Animals are great. Everyone needs a pet, be it a cat, dog or ferret. My roommate and I actually went ferret window shopping the other day. Did you know that only one place in this city sells ferrets? It's Pets Plus on College. The place sells all sorts of exotic pets, and it kind of smells like a llama. We drove around all of Fayetteville looking for the weasels, the politically incorrect name for ferrets, and not even Petco sells them.
And the most unfortunate thing is that the only place known for keeping ferrets in stock was, naturally, out of ferrets. But, it was OK for three reasons.
First, the ferrets were quite a bit more expensive than we thought they would be. Not many college students can just cough up $110 for a rodent. But we can save up, right?

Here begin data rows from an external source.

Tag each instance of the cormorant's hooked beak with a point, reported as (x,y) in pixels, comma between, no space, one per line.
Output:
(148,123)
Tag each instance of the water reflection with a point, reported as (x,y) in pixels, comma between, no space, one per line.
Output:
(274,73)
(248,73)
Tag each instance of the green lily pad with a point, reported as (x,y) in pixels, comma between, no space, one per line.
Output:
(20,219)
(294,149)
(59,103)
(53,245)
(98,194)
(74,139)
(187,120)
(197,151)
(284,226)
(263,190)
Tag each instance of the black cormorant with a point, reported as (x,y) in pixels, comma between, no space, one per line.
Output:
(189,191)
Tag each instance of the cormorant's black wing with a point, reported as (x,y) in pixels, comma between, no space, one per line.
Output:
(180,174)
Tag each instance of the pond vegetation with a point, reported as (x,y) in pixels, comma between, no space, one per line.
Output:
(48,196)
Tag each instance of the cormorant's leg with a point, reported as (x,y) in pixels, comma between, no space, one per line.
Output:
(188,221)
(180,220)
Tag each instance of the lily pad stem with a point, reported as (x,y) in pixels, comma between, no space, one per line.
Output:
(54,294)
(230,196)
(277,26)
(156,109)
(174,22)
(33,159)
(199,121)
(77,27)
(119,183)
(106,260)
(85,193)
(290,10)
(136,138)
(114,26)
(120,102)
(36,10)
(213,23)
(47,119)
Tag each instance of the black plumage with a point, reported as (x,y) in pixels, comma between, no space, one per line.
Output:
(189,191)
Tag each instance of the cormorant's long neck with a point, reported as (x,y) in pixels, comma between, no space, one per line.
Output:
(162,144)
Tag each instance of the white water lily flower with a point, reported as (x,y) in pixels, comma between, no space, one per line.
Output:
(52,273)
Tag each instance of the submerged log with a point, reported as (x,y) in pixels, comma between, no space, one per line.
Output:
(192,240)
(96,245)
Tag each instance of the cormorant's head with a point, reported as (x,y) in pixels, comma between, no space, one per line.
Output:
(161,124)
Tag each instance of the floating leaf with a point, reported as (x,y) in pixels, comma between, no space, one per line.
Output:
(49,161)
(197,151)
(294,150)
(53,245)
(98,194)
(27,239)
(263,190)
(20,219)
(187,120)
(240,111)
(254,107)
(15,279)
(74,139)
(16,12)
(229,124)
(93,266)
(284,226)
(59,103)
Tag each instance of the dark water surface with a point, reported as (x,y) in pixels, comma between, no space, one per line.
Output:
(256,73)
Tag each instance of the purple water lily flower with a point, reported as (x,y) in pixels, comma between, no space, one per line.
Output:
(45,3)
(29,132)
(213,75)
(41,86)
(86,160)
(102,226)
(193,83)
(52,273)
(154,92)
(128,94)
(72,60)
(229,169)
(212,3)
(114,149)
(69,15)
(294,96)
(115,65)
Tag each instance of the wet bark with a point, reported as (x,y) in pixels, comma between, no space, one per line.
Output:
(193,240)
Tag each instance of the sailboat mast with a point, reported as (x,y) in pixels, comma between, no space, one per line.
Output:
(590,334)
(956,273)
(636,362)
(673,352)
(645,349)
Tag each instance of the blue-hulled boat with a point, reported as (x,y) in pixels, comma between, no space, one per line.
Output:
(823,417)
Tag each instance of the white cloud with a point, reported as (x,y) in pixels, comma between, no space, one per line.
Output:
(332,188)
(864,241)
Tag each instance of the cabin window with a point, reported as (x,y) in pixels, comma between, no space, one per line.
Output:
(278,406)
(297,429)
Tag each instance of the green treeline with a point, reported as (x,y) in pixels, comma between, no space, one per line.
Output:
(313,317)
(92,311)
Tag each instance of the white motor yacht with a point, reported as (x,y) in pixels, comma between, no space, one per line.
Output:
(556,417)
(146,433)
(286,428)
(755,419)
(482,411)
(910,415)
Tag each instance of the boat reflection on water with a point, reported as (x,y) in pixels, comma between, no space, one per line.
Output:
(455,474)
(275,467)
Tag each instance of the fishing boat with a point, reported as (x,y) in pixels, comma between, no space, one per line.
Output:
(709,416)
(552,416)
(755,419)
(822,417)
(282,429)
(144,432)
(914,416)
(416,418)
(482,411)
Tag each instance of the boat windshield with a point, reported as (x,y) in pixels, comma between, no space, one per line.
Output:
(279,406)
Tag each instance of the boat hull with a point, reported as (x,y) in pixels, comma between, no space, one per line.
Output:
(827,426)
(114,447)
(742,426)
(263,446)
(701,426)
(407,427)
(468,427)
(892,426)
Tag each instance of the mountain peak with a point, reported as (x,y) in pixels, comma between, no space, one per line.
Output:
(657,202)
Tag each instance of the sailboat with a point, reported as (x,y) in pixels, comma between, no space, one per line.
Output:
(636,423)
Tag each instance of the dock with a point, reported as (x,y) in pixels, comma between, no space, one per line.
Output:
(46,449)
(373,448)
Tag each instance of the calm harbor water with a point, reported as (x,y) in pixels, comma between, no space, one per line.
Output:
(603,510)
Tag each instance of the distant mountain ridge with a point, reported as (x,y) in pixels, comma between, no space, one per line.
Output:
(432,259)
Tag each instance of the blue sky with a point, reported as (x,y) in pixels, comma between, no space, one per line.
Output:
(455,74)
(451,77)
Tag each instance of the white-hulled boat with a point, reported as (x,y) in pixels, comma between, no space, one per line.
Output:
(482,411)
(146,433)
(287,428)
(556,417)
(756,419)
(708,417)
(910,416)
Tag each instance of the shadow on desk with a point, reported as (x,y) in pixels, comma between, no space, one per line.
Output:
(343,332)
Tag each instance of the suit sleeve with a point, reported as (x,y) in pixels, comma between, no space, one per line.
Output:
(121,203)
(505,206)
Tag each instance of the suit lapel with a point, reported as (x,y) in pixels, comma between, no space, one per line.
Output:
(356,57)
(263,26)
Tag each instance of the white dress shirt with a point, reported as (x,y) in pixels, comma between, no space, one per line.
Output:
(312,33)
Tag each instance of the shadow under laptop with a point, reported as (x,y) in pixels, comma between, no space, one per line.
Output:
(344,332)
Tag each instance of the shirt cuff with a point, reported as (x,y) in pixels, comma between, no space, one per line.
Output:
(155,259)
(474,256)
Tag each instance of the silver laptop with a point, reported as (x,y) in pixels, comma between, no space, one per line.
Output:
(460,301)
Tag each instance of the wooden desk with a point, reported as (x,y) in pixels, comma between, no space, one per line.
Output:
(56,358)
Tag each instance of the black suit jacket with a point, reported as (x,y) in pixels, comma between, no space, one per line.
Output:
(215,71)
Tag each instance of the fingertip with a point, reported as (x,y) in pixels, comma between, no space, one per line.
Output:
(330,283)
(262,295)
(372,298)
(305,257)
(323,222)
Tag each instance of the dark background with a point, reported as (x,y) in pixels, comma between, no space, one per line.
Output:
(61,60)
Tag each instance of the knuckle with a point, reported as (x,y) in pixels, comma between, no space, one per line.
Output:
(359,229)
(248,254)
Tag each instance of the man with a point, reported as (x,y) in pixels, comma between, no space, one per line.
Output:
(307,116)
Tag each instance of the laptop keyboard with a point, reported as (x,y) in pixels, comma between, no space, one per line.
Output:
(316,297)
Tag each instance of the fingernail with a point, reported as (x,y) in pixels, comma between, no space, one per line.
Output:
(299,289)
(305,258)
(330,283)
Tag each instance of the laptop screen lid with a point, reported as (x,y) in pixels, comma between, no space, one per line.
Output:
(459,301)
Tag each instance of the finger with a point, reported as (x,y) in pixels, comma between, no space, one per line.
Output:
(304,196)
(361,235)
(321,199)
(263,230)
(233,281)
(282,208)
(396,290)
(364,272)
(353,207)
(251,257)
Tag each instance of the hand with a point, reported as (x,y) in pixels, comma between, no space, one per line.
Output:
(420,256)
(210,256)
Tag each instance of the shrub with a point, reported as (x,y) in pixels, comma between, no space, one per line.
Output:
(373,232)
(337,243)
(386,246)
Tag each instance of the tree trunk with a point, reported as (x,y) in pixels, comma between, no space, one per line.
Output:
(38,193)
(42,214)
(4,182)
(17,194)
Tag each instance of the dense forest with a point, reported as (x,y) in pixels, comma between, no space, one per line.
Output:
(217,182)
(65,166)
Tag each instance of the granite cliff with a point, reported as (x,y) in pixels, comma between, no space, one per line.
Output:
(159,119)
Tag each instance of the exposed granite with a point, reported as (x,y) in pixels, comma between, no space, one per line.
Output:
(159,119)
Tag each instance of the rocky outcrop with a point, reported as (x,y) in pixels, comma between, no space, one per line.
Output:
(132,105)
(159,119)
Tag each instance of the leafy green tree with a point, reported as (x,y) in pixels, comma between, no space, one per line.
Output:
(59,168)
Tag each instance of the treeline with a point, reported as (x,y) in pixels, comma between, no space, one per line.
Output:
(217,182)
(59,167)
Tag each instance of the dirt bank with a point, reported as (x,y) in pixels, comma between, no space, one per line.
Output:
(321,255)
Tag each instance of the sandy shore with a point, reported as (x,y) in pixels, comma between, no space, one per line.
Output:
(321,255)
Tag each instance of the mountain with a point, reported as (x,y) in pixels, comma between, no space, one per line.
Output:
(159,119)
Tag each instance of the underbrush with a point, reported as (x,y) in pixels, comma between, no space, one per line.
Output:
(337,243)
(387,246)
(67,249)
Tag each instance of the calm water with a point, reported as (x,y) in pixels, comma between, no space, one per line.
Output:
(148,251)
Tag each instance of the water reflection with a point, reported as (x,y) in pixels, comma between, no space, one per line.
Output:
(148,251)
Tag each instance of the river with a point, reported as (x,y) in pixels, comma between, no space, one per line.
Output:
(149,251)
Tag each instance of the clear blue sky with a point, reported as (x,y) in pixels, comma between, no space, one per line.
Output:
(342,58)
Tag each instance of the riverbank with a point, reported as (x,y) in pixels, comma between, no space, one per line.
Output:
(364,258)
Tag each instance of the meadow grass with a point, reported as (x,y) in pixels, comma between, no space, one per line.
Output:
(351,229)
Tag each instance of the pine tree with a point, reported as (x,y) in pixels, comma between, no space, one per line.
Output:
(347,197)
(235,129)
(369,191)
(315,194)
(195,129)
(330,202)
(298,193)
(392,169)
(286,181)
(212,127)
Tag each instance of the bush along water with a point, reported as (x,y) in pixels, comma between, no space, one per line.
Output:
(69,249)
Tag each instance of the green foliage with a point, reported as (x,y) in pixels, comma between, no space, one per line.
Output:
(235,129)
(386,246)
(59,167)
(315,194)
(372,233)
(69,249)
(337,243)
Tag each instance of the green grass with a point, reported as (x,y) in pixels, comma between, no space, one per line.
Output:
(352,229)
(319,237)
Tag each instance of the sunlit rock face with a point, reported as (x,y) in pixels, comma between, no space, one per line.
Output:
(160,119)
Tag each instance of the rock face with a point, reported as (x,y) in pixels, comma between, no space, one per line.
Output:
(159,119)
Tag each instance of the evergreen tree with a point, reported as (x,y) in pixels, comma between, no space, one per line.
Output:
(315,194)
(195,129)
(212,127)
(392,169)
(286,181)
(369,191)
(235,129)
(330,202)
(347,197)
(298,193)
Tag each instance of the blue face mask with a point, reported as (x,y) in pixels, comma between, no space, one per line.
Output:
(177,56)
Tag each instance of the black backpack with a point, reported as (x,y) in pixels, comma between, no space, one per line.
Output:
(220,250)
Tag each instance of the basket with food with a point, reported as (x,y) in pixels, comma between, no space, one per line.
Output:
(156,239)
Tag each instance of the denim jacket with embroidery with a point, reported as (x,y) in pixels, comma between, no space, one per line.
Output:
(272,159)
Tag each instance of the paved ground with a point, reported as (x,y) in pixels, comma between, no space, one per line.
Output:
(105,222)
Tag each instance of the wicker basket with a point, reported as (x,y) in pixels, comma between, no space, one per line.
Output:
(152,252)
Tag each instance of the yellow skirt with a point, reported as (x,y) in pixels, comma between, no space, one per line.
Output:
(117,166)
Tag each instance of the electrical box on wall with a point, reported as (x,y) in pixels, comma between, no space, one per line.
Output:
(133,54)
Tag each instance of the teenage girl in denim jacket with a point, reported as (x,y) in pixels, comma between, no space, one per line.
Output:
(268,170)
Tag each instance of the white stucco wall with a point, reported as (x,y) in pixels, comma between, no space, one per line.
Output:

Second, ferrets are non-separable. At the end of the school year, before summer, my roommate and I would have had quite a problem deciding how to split ownership of the ferret. Both of us would have wanted the head and front feet. It's no fun taking just the butt end of a ferret home.
Third, after careful study of University Housing's regulations on pets, we came across the clause that the only pets allowed in dorm rooms are "harmless fish." Aside from the obvious disappointment, that just raises my curiosity about the definition of a "harmful fish."
Who wants a "harmless fish" as a pet? I mean, if you've got to have a fish, wouldn't you want one with just a little attitude? One that might challenge your sense of security? Otherwise, there's no thrill in owning a fish. You might as well have an aquatic pet rock. You can't play with a fish, you can't communicate with a fish, and you most certainly can't over feed a fish, because they lack any type of willpower and will die of gluttony. I learned that at a young age.
I had two goldfish when I was little, and the only form of entertainment I got from the creatures was feeding them and watching them eat. Needless to say, after a mere two weeks, Goldie and then Goldie 2 floated to the top of their tank. After learning this lesson that fish make lousy pets, my parents got me a cat, which by the way, we eventually had to get rid of because of his chronic puking problem. Talk about attitude. But that's beside the point.
Recently, a friend approached me almost in tears. I asked her what was wrong. "My fish died this morning," she whimpered.
Being the sensitive person that I am, I tenderly patted her on the shoulder and said, "I'm sure you were very close, but how long did you have the fish before you had to flush it?"
"Three years," she responded. I was astonished. How in the world could a fish live that long? As far as I'm concerned, pet fish are only supposed to live a couple of weeks. The only reasons fish in the wild live longer are because they have to get big enough for us to eat them, and because they probably aren't so "harmless" and naïve as the fish we're allowed to keep in the dorm. So I asked the girl if she was going to get a replacement fish.
"I can't," she cried. "I'm not ready yet. I have to mourn for this fish and learn to deal with my loss before I can even think about getting another one."
You have to admire her, or anyone else that can fight the urge to overfeed a fish. They also deserve credit for making a commitment to the type of pet that rarely lasts the gestation period of a mosquito. I wanted to suggest another kind of pet, like a ferret, but it probably explains more about my short comings than hers. You can't over -feed a ferret, and they might last longer than your dorm contract.
Elizabeth St. John is a contributing columnist. |
Ferrets are NOT rodents. The author calls them weasels in one paragraph and rodents in another. She sounds a bit confused. :roll
I volunteer for a ferret shelter, and we allways have people ask if they are rodents, or they call them rodents. It is a conversation starter.